The answer is going to depend on the domain of the keys. There are some situations in which storing the keys in a sorted order (i.e. in a tree) is very efficient. However I would suggest in most cases it will be more efficient to sort once, on retrieval.
I tried the following code:
Map<Integer, Integer> map = new HashMap<>();
Random random = new Random();
random.ints(1000000).forEach(n -> map.put(n, n));
long time1 = System.currentTimeMillis();
Set<Integer> set = new TreeSet<>(map.keySet());
List<Integer> list1 = new ArrayList<>(set);
long time2 = System.currentTimeMillis();
List<Integer> list2 = new ArrayList<>(map.keySet());
Collections.sort(list2);
long time3 = System.currentTimeMillis();
System.out.println("Set approach " + (time2 - time1));
System.out.println("Sort approach " + (time3 - time2));
The result was 3768 and 1824 which I suspect would be fairly typical of the two approaches.
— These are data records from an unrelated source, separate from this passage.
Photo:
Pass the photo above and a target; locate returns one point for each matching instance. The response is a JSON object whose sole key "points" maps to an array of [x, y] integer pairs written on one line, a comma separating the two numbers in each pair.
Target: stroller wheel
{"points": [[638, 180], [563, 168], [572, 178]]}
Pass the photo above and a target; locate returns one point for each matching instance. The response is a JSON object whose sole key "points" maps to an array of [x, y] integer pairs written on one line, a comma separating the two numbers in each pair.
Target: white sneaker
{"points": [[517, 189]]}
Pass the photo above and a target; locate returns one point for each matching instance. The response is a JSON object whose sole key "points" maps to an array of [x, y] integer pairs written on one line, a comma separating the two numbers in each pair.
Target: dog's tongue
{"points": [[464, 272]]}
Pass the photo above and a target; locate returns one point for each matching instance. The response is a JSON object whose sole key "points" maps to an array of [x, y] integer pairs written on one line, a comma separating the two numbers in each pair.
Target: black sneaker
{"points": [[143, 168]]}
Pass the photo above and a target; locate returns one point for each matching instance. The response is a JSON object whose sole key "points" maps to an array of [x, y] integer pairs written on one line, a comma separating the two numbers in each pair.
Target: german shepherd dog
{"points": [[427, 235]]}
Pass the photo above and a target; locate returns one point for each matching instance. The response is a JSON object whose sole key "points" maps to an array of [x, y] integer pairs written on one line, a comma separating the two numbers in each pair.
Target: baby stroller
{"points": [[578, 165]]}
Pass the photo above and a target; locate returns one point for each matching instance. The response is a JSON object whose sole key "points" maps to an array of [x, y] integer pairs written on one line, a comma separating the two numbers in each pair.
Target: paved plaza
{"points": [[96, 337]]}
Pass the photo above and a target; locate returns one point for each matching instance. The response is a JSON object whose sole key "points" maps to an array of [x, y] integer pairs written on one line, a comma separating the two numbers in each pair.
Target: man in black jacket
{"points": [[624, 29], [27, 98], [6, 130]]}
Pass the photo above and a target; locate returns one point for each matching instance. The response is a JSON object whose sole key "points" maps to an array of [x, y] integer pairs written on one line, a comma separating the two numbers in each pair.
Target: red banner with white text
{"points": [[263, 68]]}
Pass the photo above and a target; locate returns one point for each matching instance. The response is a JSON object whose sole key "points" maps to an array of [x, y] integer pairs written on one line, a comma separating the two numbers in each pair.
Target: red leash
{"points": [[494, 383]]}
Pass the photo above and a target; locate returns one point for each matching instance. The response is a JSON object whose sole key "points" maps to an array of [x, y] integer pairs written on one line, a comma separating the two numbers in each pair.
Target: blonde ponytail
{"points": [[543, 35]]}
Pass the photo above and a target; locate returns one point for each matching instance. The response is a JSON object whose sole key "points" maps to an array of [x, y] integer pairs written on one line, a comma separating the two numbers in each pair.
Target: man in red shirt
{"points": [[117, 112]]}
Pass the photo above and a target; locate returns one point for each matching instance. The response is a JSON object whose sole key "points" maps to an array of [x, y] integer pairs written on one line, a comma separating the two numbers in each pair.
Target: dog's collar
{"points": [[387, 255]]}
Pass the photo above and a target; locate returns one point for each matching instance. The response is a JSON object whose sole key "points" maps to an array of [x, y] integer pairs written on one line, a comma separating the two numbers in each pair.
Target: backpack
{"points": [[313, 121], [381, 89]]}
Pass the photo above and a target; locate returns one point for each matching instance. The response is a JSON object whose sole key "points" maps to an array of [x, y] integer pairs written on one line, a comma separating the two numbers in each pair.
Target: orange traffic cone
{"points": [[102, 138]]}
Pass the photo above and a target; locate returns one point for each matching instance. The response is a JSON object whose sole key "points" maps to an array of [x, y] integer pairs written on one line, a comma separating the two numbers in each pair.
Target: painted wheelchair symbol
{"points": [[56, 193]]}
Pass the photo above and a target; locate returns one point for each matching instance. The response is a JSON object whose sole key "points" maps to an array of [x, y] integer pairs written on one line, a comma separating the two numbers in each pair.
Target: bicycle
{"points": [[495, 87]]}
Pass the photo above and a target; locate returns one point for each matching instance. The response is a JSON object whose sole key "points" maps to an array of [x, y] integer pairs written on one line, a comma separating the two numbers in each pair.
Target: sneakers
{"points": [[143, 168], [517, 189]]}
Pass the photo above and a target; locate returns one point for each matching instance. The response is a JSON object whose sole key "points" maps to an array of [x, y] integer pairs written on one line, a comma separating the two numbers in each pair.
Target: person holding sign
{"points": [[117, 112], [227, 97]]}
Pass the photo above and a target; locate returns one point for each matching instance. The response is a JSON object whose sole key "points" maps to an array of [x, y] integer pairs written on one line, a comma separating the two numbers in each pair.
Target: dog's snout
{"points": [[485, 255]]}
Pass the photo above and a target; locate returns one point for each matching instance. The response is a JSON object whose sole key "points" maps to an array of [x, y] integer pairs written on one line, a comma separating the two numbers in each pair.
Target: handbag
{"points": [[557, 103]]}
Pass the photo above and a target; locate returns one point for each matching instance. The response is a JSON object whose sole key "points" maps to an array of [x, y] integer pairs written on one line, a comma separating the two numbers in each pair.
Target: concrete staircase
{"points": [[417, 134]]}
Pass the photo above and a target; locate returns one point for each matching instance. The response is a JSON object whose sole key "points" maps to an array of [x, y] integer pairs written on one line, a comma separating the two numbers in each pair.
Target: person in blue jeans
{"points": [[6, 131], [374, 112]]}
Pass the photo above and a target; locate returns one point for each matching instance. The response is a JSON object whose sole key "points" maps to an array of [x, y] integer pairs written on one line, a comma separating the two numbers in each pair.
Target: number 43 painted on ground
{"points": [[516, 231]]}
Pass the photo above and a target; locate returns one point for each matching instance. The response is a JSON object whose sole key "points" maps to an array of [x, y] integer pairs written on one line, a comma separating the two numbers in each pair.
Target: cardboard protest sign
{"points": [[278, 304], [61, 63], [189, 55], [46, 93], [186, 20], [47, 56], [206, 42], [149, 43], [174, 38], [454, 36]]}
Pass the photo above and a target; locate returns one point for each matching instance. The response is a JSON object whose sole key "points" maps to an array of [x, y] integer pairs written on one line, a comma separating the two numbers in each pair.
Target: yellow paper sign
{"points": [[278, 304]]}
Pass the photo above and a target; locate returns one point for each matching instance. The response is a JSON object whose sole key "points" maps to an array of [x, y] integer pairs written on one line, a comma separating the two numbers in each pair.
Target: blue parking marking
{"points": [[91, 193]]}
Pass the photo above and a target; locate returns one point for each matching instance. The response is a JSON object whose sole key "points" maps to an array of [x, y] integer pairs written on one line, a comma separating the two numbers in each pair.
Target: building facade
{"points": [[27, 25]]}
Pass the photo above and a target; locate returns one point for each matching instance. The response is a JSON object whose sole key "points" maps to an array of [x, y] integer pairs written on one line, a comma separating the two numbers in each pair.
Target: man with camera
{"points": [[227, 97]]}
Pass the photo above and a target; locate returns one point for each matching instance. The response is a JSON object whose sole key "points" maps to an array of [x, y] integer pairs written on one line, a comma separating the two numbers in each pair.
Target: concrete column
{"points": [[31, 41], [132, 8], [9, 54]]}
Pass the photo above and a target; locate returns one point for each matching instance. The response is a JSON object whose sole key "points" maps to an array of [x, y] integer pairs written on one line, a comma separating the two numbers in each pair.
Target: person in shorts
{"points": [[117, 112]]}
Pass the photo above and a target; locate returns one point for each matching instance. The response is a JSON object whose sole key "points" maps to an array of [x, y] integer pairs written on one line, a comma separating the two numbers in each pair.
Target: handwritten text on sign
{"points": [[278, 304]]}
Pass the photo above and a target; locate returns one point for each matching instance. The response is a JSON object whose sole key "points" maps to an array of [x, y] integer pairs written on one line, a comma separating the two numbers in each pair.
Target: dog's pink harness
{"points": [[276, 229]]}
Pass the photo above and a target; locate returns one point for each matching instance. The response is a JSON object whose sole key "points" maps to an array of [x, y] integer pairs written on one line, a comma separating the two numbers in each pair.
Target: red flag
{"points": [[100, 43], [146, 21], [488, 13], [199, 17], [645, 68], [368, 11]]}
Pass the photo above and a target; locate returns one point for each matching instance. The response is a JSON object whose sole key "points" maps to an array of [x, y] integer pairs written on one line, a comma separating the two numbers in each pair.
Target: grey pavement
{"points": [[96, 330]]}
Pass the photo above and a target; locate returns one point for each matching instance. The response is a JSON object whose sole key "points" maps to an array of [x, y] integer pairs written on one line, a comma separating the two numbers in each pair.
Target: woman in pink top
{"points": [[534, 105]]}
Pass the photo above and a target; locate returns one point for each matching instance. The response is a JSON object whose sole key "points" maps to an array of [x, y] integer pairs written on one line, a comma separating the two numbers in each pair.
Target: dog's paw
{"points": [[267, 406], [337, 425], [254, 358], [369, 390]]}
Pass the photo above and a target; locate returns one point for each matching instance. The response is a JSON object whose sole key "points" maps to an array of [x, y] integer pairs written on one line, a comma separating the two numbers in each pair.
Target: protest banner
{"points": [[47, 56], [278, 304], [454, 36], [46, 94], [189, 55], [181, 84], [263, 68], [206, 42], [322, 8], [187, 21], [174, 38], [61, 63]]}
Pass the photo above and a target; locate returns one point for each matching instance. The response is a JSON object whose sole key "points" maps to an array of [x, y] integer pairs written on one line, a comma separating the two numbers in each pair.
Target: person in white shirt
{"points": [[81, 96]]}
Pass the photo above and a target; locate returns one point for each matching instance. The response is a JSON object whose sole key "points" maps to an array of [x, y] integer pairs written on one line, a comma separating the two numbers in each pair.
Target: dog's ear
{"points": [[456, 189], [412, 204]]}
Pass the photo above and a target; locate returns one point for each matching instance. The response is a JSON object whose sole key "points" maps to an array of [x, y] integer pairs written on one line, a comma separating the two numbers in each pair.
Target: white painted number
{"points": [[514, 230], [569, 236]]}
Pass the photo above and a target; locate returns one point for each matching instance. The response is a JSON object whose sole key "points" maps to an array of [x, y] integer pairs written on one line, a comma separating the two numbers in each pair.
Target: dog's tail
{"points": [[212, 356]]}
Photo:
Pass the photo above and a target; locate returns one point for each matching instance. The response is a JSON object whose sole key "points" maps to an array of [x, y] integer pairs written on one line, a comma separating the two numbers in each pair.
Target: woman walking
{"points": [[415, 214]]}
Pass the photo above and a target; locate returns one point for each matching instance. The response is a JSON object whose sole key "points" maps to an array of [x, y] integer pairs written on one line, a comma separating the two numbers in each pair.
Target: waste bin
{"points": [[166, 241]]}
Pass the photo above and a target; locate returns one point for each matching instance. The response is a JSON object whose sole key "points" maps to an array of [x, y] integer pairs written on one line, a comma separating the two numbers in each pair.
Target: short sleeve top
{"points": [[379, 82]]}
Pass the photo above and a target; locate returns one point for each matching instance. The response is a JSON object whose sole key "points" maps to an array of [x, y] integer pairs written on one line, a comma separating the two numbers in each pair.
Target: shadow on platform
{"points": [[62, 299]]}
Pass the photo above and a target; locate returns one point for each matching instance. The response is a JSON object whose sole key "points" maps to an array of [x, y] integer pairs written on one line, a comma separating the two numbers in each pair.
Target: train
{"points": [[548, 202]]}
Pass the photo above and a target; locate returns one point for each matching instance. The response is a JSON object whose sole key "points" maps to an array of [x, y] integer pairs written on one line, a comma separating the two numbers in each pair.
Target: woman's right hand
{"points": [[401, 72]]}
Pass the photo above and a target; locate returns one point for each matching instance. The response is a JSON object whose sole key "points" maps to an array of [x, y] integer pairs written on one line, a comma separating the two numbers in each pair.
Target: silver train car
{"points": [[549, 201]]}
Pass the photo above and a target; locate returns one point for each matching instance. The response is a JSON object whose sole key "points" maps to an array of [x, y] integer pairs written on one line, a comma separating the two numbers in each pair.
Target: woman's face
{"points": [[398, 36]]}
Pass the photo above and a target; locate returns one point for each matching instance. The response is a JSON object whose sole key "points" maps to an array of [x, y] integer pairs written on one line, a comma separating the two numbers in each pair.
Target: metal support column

As a matter of interest I also tried:
List<Integer> list3 = map.keySet().stream().sorted().collect(Collectors.toList());
The result was 537 milliseconds: more than 3 times faster than the Collections.sort
approach.
However when I retried with 10 million entries, the three approaches took
- 26,916 for
TreeSet
- 2,845 for
Collection.sort
- 13,580 for
Stream.sorted
The conclusion is that sorting the array once is much more efficient for largish maps.